An incremental chart parser implementing Jay Earley’s parsing algorithm:

For each index end in [0, 1, …, N]:
For each edge such that edge.end = end:
If edge is incomplete and edge.next is not a part of speech:
Apply PredictorRule to edge
If edge is incomplete and edge.next is a part of speech:
Apply ScannerRule to edge
If edge is complete:
Apply CompleterRule to edge
Return any complete parses in the chart
__init__(grammar, strategy=[<nltk.parse.chart.LeafInitRule object>, <nltk.parse.chart.EmptyPredictRule object>, <nltk.parse.chart.BottomUpPredictCombineRule object>, <nltk.parse.earleychart.CompleteFundamentalRule object>], trace=0, trace_chart_width=50, chart_class=<class 'nltk.parse.earleychart.IncrementalChart'>)[source]

Create a new Earley chart parser, that uses grammar to parse texts.

Parameters:
  • grammar (CFG) – The grammar used to parse texts.

  • trace (int) – The level of tracing that should be used when parsing a text. 0 will generate no tracing output; and higher numbers will produce more verbose tracing output.

  • trace_chart_width (int) – The default total width reserved for the chart in trace output. The remainder of each line will be used to display edges.

  • chart_class – The class that should be used to create the charts used by this parser.

chart_parse(tokens, trace=None)[source]

Return the final parse Chart from which all possible parse trees can be extracted.

Parameters:

tokens (list(str)) – The sentence to be parsed

Return type:

Chart

class nltk.parse.earleychart.IncrementalLeftCornerChartParser[source]

Bases: IncrementalChartParser

__init__(grammar, **parser_args)[source]

Create a new Earley chart parser, that uses grammar to parse texts.

Parameters:
  • grammar (CFG) – The grammar used to parse texts.

  • trace (int) – The level of tracing that should be used when parsing a text. 0 will generate no tracing output; and higher numbers will produce more verbose tracing output.

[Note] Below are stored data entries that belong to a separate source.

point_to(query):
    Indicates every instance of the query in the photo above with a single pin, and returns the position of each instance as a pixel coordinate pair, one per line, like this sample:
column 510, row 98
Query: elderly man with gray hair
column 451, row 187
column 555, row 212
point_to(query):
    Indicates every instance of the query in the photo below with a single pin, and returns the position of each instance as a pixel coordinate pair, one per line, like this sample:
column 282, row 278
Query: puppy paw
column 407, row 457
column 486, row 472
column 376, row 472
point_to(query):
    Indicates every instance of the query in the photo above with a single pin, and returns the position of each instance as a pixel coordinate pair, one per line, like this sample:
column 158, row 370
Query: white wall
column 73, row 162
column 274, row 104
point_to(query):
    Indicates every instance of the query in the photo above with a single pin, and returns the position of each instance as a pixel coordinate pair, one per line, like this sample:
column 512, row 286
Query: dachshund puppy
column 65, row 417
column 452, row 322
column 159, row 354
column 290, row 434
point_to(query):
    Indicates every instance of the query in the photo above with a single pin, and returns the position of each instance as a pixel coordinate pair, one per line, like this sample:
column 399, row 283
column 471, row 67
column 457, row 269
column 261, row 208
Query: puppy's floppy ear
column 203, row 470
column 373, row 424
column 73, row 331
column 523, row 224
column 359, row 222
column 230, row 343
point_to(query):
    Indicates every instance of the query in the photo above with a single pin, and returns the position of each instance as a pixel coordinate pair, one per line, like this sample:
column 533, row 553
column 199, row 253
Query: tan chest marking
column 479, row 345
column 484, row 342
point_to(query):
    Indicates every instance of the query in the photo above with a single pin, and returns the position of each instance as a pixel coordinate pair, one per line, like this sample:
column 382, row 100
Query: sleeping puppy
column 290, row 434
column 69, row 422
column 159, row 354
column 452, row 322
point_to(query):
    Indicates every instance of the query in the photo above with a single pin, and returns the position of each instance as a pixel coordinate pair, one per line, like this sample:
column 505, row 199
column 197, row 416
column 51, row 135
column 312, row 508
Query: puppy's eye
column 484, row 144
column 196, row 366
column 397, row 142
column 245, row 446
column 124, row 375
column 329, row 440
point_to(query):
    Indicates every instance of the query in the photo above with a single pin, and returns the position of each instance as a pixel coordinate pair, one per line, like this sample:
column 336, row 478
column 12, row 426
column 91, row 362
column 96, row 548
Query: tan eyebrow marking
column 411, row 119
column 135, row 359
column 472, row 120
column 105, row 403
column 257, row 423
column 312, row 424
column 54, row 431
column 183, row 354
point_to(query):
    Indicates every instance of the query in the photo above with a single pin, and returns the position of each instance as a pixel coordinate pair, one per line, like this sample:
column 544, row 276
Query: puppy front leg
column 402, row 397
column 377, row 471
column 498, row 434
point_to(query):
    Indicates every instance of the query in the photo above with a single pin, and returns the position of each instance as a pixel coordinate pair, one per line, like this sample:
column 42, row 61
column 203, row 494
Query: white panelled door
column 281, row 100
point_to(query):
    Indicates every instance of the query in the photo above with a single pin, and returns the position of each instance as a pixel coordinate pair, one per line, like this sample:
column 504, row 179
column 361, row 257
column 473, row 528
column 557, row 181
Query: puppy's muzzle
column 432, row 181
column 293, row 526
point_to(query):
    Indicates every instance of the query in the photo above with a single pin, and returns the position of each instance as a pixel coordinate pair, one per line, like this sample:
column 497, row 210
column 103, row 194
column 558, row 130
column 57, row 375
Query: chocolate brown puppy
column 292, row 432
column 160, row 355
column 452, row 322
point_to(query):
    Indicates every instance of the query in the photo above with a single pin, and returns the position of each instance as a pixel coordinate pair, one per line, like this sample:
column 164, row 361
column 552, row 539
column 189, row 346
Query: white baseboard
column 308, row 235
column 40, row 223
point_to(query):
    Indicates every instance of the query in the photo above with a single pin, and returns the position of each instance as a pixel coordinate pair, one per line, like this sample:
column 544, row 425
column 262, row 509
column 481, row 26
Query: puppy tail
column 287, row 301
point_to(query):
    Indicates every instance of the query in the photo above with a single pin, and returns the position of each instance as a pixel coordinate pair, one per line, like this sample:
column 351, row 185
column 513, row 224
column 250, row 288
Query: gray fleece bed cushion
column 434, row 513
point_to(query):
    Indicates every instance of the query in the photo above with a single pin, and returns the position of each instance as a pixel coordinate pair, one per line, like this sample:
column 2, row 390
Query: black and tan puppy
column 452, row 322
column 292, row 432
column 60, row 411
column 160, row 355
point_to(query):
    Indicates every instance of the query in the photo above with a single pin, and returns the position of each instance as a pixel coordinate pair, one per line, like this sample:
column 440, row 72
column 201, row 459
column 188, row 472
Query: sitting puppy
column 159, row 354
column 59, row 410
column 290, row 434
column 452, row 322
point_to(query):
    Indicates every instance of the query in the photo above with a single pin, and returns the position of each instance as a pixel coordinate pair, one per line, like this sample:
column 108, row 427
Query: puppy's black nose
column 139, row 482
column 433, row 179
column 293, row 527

  • trace_chart_width (int) – The default total width reserved for the chart in trace output. The remainder of each line will be used to display edges.

  • chart_class – The class that should be used to create the charts used by this parser.

class nltk.parse.earleychart.IncrementalTopDownChartParser[source]

Bases: IncrementalChartParser

__init__(grammar, **parser_args)[source]

Create a new Earley chart parser, that uses grammar to parse texts.

Parameters:
  • grammar (CFG) – The grammar used to parse texts.

  • trace (int) – The level of tracing that should be used when parsing a text. 0 will generate no tracing output; and higher numbers will produce more verbose tracing output.

  • trace_chart_width (int) – The default total width reserved for the chart in trace output. The remainder of each line will be used to display edges.

  • chart_class – The class that should be used to create the charts used by this parser.

class nltk.parse.earleychart.PredictorRule[source]

Bases: CachedTopDownPredictRule

class nltk.parse.earleychart.ScannerRule[source]

Bases: CompleteFundamentalRule

apply(chart, grammar, edge)[source]

Return a generator that will add edges licensed by this rule and the given edges to the chart, one at a time. Each time the generator is resumed, it will either add a new edge and yield that edge; or return.

Parameters:

edges (list(EdgeI)) – A set of existing edges. The number of edges that should be passed to apply() is specified by the NUM_EDGES class variable.

Return type:

iter(EdgeI)

nltk.parse.earleychart.demo(print_times=True, print_grammar=False, print_trees=True, trace=2, sent='I saw John with a dog with my cookie', numparses=5)[source]

A demonstration of the Earley parsers.